I assume you are just assuming. You need to learn how to read. I don't know how many times I have read about poor Joe Blow winning the lottery just to piss it all off in a few years. I do need get out more though. Thanks for your concern.

[-] 2 points by naepius (15) 10 years ago

We will never be told every story of altruism and selflessness because they work against the system by showing people that they can find fulfillment in their lives in ways besides the purchasing of commercial goods.

The times you have read about 'Joe Blow' are counted in terms of how prevalent the media wants it to be 'known' that unscrupulous wasting away of newfound wealth is the norm among society. This way, your logic will point you towards believing that those who amass wealth and hold on to it are being scrupulous with the methods they use to attain said wealth.

The truth is that they are anything but scrupulous and that those who do piss away newfound wealth are at least putting it back into the economy instead of hording it for the purpose of taking more wealth away from the economy.

Animosity and jealousy are the mindsets that enable rampant commercialism. Hence the reason why stories that elicit such thoughts towards others' fortunes and what they do with them are generally less than a stone's throw away from each other.

[-] 0 points by Frizolio (80) 10 years ago

I agree with what you are saying. The first thing people should do is get rid of their TV's or at least Cable. Its such a waste of time. I haven't watched more than a few hours of TV in the last 10 years. I live below my means and I rent my house. I own a car and a truck and have zero debt.

[-] 2 points by PandoraK (1678) 10 years ago

I was referring to the generalization you were making. There are a great many poor who if they had the opportunity could invest very well. Before you ask why don't they, the answer is it takes an awful long time to save up 5 bucks at a time to be able to have enough to invest.

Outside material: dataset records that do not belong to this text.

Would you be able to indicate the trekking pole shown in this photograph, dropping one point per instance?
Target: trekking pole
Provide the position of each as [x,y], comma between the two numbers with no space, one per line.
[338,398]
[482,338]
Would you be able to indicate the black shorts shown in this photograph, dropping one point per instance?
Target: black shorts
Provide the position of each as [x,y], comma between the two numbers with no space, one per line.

As for 'Joe Blow' winning the lottery and piss it all off in a few years, there are thousands more who have not. Good news doesn't sell papers. So we rarely hear about any one else.

As for being concerned, that's what we all should be, concerned about each other, it makes for a kinder world.

[-] 1 points by demcapitalist (977) 10 years ago

Where did the rich man get that second 5 mil --------I'll bet it was from the money the poor man spent. If the poor man now has no money to spend where will the rich man get his next pile of money? you think he can get it from other rich men? I doubt it.

[-] 3 points by Frizolio (80) 10 years ago

Yes other rich men. Its called smart investments.

[-] 2 points by demcapitalist (977) 10 years ago

Not investments, high stakes poker. Real investments, real equity, depends on productivity and consumption.Consumption depends on the poor having money. I will say the rich have done a spectacular job getting the poor to pay their gambling debts over the past decade.

[-] 0 points by Frizolio (80) 10 years ago

China now has a middle class of consumers that rivals America so we are not needed anymore. The politicians on both sides really did sell us down the river with the so called free trade. Its DC that is the problem. They have a legal bribery system called special interest. We need to first and foremost demand the Special Interests and lobbyists cease and desist. If that doesn't change nothing will. The Occupiers need to Occupy Washington DC.

[-] 1 points by demcapitalist (977) 10 years ago

Yup ,overturn citizens united.

[-] 1 points by shoozTroll (17632) 10 years ago

Occupy Kstreet has been ongoing for a while now.

Try and keep up. I'd imagine they even have their own forum.